Catherine a confié à La Quête qu’elle a décidé consciemment d’essayer le quiet quitting. «Je travaillais pratiquement six jours toutes les semaines, et les heures supplémentaires étaient très valorisées au travail. C’était presque mal vu de refuser d’en faire». Selon elle, la pénurie d’employés qualifiés pour gérer le nombre de projets acceptés par sa firme contribuait à cette pression. «Petit à petit, j’ai commencé à me dire que je fermais mon ordinateur à 17 heures pile. Le dernier courriel, ou le dernier projet à boucler me prenait toujours une grosse partie de mes soirs de semaine», raconte celle qui travaille dans le milieu de la construction.
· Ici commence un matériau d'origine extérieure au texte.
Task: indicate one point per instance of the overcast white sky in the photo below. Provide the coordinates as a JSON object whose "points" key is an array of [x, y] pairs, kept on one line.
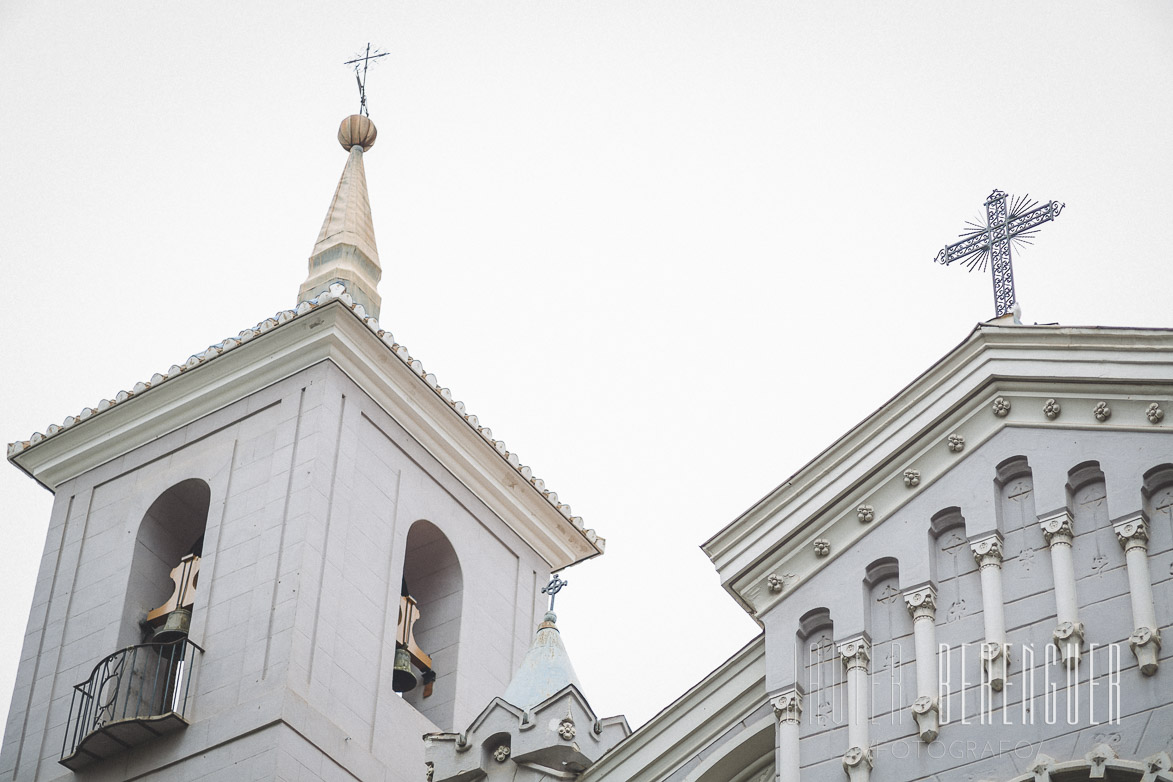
{"points": [[668, 251]]}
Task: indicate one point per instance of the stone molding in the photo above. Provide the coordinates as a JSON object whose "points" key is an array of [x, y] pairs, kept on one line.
{"points": [[788, 706], [1132, 532], [855, 653], [922, 603]]}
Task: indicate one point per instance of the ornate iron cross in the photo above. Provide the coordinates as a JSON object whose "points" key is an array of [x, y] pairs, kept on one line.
{"points": [[990, 243], [554, 587], [361, 79]]}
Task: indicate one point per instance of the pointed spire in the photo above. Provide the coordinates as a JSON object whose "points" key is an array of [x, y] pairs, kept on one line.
{"points": [[345, 251], [544, 671]]}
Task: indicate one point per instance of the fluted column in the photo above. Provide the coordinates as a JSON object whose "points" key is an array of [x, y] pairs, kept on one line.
{"points": [[1069, 634], [922, 604], [1132, 532], [788, 713], [856, 654], [995, 651]]}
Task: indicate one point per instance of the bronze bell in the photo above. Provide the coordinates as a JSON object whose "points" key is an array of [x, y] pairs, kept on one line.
{"points": [[176, 625], [402, 678]]}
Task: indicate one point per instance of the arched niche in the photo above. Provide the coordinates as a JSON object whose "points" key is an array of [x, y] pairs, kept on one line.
{"points": [[745, 757], [820, 671], [1097, 552], [954, 566], [890, 629], [173, 528], [433, 577]]}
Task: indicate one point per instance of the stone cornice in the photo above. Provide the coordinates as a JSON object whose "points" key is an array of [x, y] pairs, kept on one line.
{"points": [[331, 328], [1021, 365]]}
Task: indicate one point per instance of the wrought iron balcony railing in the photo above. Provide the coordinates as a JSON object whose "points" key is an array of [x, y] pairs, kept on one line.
{"points": [[131, 696]]}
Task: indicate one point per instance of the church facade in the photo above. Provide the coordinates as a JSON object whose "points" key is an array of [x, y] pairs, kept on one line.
{"points": [[970, 584], [273, 561]]}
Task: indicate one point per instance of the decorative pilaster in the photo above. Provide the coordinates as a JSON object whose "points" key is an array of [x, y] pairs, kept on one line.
{"points": [[1069, 634], [995, 651], [922, 604], [1132, 532], [788, 713], [856, 654]]}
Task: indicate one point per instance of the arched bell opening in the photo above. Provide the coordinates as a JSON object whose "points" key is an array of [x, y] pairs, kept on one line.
{"points": [[429, 618], [496, 749], [164, 568]]}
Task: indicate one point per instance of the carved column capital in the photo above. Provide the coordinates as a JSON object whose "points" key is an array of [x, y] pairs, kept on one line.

Finalement, plus ça allait, plus Catherine se sentait mieux dans sa vie personnelle. «J’ai commencé à refuser de travailler la fin de semaine. J’ai pu enfin faire des activités avec mes amis sans donner l’excuse de la job.» Se choisir a quand même entraîné certaines conséquences sur sa vie professionnelle. «Je me sentais moins motivée dans mes tâches, je devais me convaincre d’arrêter de faire trop d’efforts. Je ressentais aussi de la culpabilité parce que j’avais l’impression de laisser tomber le reste de mon équipe, qui continuait de se donner à fond», révèle-t-elle.
PLUS ÇA CHANGE…
Selon Marc Roussel, même si le mouvement a un relent de nouveauté en raison de l’influence des réseaux sociaux, une forme de démission tranquille existait déjà, au Québec comme ailleurs. «Plusieurs personnes venant de firmes d’assurances, de la fonction publique ou d’autres milieux syndiqués m’ont fait des confidences à peu près similaires: “Je ne suis pas heureux dans mon emploi actuel, mais j’y suis depuis 20 ans, et si je pars, je ferme la porte à une grosse prime de retraite et à mon ancienneté. Je ne peux pas mettre une croix là-dessus, mais je suis sur le pilote automatique et fais mon temps jusqu’à ma retraite”», raconte-t-il. Il ne voit pas non plus cette tendance s’essouffler, puisque la pénurie de main-d’œuvre que l’on vit actuellement continuera de pousser les travailleurs à choisir un emploi qui valorise leur bien-être au travail, mais poussera également les employeurs à en demander plus à un nombre limité d’employés. «La pénurie de main-d’œuvre et le besoin de créativité des entreprises [pour la garder] vont être parmi les enjeux d’une génération, voire deux», dit-il. «Il y aura bien entendu encore une partie de population qui aura à cœur la carrière et qui va vouloir pousser leurs projets d’entreprises le plus loin possible! Mais une partie de ce groupe est aussi à risque de rejoindre les tranquilles, après un burnout ou un autre événement de vie qui les amène à prioriser différemment.» Difficile de savoir si ce ras-le-bol émergent entraînera une nouvelle culture plus équilibrée du travail, mais l’heure est à la réflexion pour plusieurs, dont Catherine. «Je me rends compte que le temps, c’est vraiment précieux. Oui, je veux bien gagner ma vie, mais je veux me donner le droit de vivre avant ma retraite!»
ISABELLE NOËL
*Nom changé afin de préserver l’anonymat.